We generated CETP knockout (KO) rabbits by zinc finger nuclease gene editing and compared their susceptibility to cholesterol diet–induced atherosclerosis to that of wild-type (WT) rabbits. On a chow diet, KO rabbits showed higher plasma levels of high-density lipoprotein (HDL) cholesterol than WT controls, and HDL particles of KO rabbits were essentially rich in apolipoprotein AI and apolipoprotein E contents. When challenged with a cholesterol-rich diet for 18 weeks, KO rabbits not only had higher HDL cholesterol levels but also lower total cholesterol levels than WT rabbits. Analysis of plasma lipoproteins revealed that reduced plasma total cholesterol in KO rabbits was attributable to decreased apolipoprotein B–containing particles, while HDLs remained higher than that in WT rabbits.

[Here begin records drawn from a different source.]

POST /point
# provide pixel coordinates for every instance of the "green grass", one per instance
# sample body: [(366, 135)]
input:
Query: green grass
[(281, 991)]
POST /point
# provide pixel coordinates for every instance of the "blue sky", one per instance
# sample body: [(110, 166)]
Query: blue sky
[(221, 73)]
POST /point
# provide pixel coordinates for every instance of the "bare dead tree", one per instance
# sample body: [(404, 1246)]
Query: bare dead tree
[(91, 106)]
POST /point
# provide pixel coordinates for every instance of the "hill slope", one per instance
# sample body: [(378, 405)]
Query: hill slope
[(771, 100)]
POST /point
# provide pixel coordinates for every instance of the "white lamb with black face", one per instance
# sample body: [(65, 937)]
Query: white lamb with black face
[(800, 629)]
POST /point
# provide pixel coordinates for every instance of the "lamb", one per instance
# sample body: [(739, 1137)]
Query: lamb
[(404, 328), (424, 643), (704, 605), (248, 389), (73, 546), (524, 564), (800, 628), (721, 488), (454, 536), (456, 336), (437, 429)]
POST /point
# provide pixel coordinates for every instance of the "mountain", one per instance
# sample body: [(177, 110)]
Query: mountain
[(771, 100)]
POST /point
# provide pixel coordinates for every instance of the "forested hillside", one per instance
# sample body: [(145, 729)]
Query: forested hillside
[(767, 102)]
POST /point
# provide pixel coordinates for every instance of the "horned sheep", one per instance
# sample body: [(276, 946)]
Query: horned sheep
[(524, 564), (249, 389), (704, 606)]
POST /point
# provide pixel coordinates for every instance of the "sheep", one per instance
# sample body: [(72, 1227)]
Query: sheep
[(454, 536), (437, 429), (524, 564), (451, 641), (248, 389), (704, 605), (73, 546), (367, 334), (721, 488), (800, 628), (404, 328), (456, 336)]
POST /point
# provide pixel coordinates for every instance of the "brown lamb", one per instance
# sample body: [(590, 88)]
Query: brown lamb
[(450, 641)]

Both aortic and coronary atherosclerosis was significantly reduced in KO rabbits compared with WT rabbits. Apolipoprotein B–depleted plasma isolated from CETP KO rabbits showed significantly higher capacity for cholesterol efflux from macrophages than that from WT rabbits. Furthermore, HDLs isolated from CETP KO rabbits suppressed tumor necrosis factor-α–induced vascular cell adhesion molecule 1 and E-selectin expression in cultured endothelial cells.

Conclusions—

These results provide evidence that genetic ablation of CETP activity protects against cholesterol diet–induced atherosclerosis in rabbits.